Along with the increasing demand for compact computer, mobile phone, digital camera or iPad with large storage capacity, flash memory has become the fastest growing semiconductor device on the market. However, the current mass production technology of flash memory is reaching its bottleneck. To beat the challenge, the NARL’s National Nano Device Laboratories (NDL) leads the world in developing the smallest 9nm half-pitch functional resistive random-access memory (RRAM) cell array that represents twenty times more storage capacity but only one of two hundredth power consumption compared to current flash memory. This new memory is capable of storing text data of an entire library within the area of one square centimeter with minimum power consumption. And its capacity can be further expanded by the three-dimensional stacking design, which leads to unlimited possibility for the miniaturization of information electronic products.

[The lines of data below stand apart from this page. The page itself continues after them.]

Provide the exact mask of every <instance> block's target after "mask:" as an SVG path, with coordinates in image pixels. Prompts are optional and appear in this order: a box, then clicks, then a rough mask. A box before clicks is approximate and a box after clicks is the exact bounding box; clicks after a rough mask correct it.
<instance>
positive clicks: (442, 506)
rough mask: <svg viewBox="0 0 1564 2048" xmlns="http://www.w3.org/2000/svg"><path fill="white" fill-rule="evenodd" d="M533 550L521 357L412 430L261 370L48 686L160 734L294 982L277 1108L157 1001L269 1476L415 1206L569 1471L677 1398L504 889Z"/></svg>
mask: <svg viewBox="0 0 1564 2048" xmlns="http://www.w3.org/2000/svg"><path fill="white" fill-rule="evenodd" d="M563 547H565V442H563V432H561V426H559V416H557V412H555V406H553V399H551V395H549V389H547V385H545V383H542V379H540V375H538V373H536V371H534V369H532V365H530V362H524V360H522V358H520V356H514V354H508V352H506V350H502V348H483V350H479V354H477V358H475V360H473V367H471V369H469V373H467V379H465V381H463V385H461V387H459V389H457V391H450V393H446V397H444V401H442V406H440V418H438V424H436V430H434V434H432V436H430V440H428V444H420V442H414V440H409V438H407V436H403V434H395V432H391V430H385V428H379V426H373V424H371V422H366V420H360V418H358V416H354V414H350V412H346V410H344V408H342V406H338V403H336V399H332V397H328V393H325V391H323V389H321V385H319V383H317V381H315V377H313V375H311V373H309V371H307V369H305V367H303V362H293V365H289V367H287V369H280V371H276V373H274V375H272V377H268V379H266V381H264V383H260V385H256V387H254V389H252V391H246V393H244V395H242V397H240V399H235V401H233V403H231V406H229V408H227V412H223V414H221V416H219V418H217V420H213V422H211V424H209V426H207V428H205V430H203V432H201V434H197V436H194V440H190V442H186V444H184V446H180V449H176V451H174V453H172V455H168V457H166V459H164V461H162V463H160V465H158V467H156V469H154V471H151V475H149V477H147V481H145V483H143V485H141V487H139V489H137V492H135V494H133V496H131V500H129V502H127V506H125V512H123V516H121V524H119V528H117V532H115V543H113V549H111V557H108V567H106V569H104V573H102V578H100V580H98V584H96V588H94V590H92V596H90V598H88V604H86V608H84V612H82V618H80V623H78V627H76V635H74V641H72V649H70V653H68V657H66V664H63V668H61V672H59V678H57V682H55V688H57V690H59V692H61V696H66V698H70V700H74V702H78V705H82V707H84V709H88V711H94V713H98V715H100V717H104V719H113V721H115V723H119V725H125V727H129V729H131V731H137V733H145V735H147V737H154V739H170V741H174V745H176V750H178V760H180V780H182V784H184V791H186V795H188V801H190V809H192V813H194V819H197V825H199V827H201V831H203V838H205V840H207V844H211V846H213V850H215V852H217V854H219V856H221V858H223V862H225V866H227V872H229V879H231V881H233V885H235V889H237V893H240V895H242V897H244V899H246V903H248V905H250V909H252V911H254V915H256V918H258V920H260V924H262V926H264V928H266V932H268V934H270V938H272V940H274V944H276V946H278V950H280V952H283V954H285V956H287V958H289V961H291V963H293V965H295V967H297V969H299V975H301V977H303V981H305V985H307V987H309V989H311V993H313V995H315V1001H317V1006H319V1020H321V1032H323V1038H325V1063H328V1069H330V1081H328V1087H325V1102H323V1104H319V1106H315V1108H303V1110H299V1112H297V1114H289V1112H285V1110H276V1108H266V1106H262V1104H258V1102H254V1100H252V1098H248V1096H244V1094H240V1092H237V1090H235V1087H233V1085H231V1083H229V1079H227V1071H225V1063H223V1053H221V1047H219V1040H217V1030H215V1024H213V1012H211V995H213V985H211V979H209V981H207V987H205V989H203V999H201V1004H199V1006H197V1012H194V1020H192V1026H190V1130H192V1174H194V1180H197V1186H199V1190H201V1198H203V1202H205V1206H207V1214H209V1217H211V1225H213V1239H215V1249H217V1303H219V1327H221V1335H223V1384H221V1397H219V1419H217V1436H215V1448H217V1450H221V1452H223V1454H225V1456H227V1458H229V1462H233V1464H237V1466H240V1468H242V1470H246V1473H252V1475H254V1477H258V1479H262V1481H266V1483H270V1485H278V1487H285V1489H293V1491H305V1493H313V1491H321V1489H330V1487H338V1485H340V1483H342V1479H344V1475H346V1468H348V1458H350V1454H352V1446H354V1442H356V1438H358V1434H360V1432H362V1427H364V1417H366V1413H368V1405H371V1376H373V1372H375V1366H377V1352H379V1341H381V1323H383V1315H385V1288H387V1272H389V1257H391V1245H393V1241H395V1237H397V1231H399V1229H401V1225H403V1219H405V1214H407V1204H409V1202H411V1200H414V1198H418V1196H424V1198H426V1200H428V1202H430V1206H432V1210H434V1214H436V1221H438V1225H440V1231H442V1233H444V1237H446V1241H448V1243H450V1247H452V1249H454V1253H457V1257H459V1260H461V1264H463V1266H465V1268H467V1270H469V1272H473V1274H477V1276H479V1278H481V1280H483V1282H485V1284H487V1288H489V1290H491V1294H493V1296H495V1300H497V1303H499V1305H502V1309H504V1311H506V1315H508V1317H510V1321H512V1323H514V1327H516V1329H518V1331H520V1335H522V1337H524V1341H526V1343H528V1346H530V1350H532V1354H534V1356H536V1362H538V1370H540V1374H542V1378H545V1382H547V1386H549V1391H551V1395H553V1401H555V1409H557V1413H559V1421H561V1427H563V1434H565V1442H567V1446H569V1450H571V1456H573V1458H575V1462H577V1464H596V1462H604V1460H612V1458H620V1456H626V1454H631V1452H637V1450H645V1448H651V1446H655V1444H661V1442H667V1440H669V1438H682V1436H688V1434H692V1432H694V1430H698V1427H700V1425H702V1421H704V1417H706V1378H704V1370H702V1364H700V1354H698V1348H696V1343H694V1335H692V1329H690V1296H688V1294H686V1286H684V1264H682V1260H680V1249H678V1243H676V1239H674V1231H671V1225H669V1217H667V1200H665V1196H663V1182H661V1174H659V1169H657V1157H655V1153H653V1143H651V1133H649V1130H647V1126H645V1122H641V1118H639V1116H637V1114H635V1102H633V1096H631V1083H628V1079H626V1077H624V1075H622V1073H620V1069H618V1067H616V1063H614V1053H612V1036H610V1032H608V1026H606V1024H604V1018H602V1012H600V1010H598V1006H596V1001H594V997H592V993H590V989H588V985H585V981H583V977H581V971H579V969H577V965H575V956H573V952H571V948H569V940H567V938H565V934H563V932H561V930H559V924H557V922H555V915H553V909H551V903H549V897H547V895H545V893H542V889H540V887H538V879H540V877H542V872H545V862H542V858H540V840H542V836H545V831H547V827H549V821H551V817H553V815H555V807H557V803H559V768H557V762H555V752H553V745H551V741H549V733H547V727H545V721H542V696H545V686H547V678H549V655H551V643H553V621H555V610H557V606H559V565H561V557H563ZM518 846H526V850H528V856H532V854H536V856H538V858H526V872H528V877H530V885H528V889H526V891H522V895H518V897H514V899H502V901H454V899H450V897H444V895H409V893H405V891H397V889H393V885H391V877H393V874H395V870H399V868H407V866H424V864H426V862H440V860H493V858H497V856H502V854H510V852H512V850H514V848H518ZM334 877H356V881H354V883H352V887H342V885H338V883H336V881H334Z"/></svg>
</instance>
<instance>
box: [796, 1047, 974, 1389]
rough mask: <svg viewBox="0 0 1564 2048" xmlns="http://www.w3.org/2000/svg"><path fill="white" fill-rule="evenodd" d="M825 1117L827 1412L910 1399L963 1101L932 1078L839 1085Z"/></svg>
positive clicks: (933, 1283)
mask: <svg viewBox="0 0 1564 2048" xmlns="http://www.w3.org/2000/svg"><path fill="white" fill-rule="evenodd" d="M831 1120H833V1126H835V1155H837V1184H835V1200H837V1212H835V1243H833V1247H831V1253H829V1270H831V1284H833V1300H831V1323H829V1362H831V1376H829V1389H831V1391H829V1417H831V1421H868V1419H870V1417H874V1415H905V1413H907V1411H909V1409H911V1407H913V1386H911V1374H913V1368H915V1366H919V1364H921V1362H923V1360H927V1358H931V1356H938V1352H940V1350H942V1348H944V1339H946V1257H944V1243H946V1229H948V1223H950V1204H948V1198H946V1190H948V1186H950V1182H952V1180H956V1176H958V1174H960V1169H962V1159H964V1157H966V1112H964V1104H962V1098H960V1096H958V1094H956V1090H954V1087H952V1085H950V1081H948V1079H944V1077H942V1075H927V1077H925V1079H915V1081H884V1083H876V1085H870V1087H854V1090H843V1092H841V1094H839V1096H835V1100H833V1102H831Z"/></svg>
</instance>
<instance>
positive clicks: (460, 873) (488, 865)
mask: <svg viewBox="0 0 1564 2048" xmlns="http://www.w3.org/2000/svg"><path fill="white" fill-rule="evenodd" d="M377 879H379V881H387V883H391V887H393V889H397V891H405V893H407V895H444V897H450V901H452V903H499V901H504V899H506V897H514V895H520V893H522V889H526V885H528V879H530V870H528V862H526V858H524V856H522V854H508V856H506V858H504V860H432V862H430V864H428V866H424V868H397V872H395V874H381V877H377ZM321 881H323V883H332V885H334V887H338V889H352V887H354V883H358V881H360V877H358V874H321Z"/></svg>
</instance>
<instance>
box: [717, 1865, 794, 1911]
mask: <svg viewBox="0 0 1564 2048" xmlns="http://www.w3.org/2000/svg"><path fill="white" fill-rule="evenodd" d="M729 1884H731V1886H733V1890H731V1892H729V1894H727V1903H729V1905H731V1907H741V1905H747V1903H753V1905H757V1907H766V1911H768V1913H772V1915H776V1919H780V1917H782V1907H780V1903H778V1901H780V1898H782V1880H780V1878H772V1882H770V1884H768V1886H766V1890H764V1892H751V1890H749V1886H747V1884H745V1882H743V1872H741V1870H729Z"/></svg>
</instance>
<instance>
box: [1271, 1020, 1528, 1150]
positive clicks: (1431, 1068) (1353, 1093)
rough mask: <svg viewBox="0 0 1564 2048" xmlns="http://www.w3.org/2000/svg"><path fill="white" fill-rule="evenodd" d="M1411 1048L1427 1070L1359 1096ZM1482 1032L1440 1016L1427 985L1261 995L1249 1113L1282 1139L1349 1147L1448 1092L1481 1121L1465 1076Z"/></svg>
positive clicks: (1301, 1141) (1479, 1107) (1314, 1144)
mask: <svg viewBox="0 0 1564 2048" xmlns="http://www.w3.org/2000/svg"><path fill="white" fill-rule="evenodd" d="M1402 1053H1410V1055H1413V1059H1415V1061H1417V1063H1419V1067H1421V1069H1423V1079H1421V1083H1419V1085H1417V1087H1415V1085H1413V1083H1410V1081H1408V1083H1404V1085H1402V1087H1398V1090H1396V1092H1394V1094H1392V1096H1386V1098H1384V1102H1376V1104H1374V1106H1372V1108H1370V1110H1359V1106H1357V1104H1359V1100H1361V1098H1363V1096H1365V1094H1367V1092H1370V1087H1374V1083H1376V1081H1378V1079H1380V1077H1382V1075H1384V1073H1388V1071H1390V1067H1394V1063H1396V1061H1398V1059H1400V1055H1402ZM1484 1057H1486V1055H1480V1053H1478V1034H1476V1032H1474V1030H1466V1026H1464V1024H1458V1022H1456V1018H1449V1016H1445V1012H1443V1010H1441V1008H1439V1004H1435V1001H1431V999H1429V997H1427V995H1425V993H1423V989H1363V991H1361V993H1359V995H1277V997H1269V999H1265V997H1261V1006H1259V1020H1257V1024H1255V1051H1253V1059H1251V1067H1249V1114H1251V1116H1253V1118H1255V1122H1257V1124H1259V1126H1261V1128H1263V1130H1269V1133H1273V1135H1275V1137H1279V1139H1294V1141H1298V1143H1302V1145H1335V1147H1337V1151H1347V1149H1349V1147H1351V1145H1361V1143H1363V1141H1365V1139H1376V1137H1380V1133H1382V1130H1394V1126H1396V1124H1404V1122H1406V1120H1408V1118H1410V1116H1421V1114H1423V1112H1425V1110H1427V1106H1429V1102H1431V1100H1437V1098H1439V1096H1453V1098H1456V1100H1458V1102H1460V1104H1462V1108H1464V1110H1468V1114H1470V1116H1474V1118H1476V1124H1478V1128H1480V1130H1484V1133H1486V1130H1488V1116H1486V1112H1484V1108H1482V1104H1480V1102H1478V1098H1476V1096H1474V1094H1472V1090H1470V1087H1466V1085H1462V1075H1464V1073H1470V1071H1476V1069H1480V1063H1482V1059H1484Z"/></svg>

The research result of “9nm half-pitch functional resistive random access memory (RRAM)” was released in the 2010 IEEE International Electron Devices Meeting (IEDM) in San Francisco, CA, USA from December 6-8, 2010. The IEEE/IEDM is the world's main forum for reporting breakthroughs in semiconductors and other electronic devices, and its 2010 meeting, with more than 1,500 researchers attended, has chosen the NARL-NDL’s finding as one of the featured theses that was also covered by Low Power Engineering Community, Nihon Keizai Shimbun (BP) and other media.

The NARL-NDL’s research team on the record 9nm half-pitch functional RRAM, headed by Chia-Hua Ho, applied innovative technology to change the chemical composition of the tungsten-oxide layers in RRAM and added voltage to move oxygen atoms in very short distance so that tungsten-oxide layers keep piling up to increase the storage capacity even greater. This new technology produces memory device of only a few nanometers with greatly reduced process steps, cost and power consumption. And this feat is a significant breakthrough of the technology bottleneck of memory smaller than 10 nanometers, as well as a major step forward for the development of Taiwan’s nano-device technology.

This new microchip technology is estimated to start the mass production in five to ten years. By then it may generate millions of dollars in global market. In this connection, the NARL-NDL is planning to establish the “Consortium of 16-8 nanometer devices” together with industrial, academic, and research sectors. The consortium is to serve as a platform for accelerating the development of CMOS device and memory device technologies based on the recent achievements in nanotechnology, and for facilitating the development of human resources in semiconductor industry.